Vermelho
como o Céu (Rosso Come il Cielo), de Cristiano Bortone (Itália,
2006) por Leonardo Mecchi
Baseado em fatos reais - e sufocantes Assim
como Shyamalan em A Dama na Água, Cristiano Bortone faz com Vermelho
Como o Céu sua profissão de fé no poder transformador da ficção, da fantasia
e da imaginação. Estamos, entretanto, num terreno bastante distante do de Shyamalan,
que assumiu e explicitou na própria estrutura de seu filme o processo de construção
da narrativa. Bortone não busca confrontar o público, mas arrebatá-lo, e para
isso trabalha seu filme numa chave clássica: a do melodrama baseado em fatos reais
(como informam ostensivamente os créditos iniciais) – o que não torna a obra menos
interessante em seu retrato de uma infância que se recusa a aceitar as limitações
e enquadramentos que lhe são impostos pelo mundo adulto. Com
um olhar claramente afetuoso para com seus personagens infantis (por vezes assumindo
literalmente o ponto de vista de seu protagonista), Bortone consegue construir
sua fábula de superação sem apelar ao sentimentalismo exacerbado típico desse
tipo de enredo. Com isso, o diretor consegue atingir um genuíno interesse e apelo
junto ao espectador – e o prêmio de público que o filme recebeu na última Mostra
de SP apenas confirma esse relativo sucesso.

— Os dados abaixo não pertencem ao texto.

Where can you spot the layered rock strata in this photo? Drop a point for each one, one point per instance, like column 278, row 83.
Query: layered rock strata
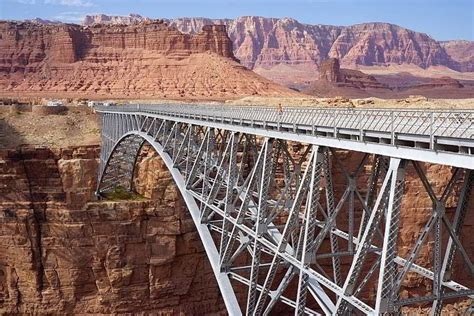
column 63, row 253
column 267, row 42
column 143, row 60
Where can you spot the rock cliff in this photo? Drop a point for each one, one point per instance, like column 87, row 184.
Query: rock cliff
column 266, row 42
column 462, row 52
column 330, row 71
column 140, row 60
column 60, row 252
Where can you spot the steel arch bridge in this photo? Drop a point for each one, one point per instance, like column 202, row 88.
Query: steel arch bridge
column 260, row 187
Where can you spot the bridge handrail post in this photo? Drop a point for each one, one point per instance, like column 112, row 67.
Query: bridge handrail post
column 392, row 127
column 431, row 130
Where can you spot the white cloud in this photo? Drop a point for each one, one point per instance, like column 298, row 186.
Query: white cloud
column 70, row 3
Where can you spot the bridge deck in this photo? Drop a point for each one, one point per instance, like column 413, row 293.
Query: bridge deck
column 444, row 137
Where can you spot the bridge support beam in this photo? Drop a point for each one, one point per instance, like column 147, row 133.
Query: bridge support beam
column 292, row 223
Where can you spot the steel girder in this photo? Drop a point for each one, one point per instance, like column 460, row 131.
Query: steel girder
column 276, row 231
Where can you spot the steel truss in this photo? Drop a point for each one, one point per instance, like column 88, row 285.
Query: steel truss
column 279, row 236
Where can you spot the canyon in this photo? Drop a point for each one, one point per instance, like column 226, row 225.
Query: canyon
column 150, row 59
column 63, row 250
column 261, row 42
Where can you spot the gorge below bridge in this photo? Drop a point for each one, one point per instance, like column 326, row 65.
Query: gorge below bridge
column 301, row 210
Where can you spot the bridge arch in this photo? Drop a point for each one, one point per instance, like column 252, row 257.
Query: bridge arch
column 138, row 139
column 205, row 154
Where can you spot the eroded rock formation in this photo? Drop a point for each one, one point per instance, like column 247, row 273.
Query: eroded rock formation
column 60, row 252
column 330, row 71
column 141, row 60
column 266, row 42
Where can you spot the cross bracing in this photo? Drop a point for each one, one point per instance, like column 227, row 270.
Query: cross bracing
column 287, row 223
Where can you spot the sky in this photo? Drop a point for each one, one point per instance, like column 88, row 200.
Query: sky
column 441, row 19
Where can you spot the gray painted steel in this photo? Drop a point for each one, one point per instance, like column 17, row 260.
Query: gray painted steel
column 260, row 187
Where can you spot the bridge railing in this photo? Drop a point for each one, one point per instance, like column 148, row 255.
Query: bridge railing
column 429, row 123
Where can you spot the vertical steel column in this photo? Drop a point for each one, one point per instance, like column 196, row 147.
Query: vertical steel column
column 388, row 266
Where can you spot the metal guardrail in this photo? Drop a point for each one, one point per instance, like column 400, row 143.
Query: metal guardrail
column 429, row 126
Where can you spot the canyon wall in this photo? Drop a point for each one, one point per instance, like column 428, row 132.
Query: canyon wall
column 62, row 252
column 149, row 59
column 266, row 42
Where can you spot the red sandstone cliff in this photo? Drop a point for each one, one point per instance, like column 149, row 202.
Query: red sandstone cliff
column 141, row 60
column 462, row 52
column 266, row 42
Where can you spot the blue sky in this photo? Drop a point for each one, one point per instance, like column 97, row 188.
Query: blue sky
column 442, row 19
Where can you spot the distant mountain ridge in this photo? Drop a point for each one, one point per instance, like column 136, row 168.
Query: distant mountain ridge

Se essa conexão se dá através do
núcleo infantil do filme (sua inocência desconhecedora de limites, suas descobertas
e superações), o mesmo não se pode dizer de seus personagens adultos, que invariavelmente
resvalam em estereótipos (o professor que enfrenta as regras rígidas da escola
em nome de seus pupilos, o diretor obsoleto que busca desesperadamente manter
o status quo, o jovem revolucionário que já superou as adversidades que
as crianças enfrentarão). Tais personagens acabam por adicionar ao filme um didatismo
desnecessário, seja através de suas falas ou de uma espécie de painel histórico
– o retrato dos movimentos estudantis, operários, anticlericais etc – que vai
sendo construído quase como um anexo à trama principal. Se
na maior parte do tempo Bortone conseguiu escapar das armadilhas inerentes ao
melodrama, Vermelho Como o Céu acaba por pecar em sua outra faceta: a do
filme baseado em fatos reais. Como nos lembra Inácio Araújo em nota sobre Batismo
de Sangue (outro filme calcado numa suposta reencenação da realidade), “a
diferença entre a vida e a arte é que a segunda requer mais imaginação”. Preso
a um desejo de se manter fiel aos fatos, essa ausência de imaginação é ainda mais
grave em Vermelho Como o Céu por ser esse justamente um de seus temas principais.
Embora ensaie em alguns momentos o embarque na fantasia
daquelas crianças (como faz O Labirinto do Fauno, que adere à imaginação
infantil a ponto de não mais diferenciá-la da realidade diegética), o filme italiano
peca justamente por abortar esse movimento em nome de uma preocupação excessiva
em retratar os "fatos reais" nos quais se baseia. É desse apego supérfluo
ao real que surgem as cenas menos bem resolvidas do filme, como as manifestações
em frente à escola ou o confronto entre professor e diretor. É como se, ao se
recusar a abandonar a realidade na qual se inspirou para realizar o filme, Bortone
negasse ao próprio filme uma existência própria – da mesma forma que o diretor
da escola nega a seus alunos a possibilidade de se desenvolverem para além (e
não em função) de suas limitações. Uma falha que acaba por prejudicar o filme
que, ainda assim, consegue atingir um belo e raro resultado em terreno tão pantanoso.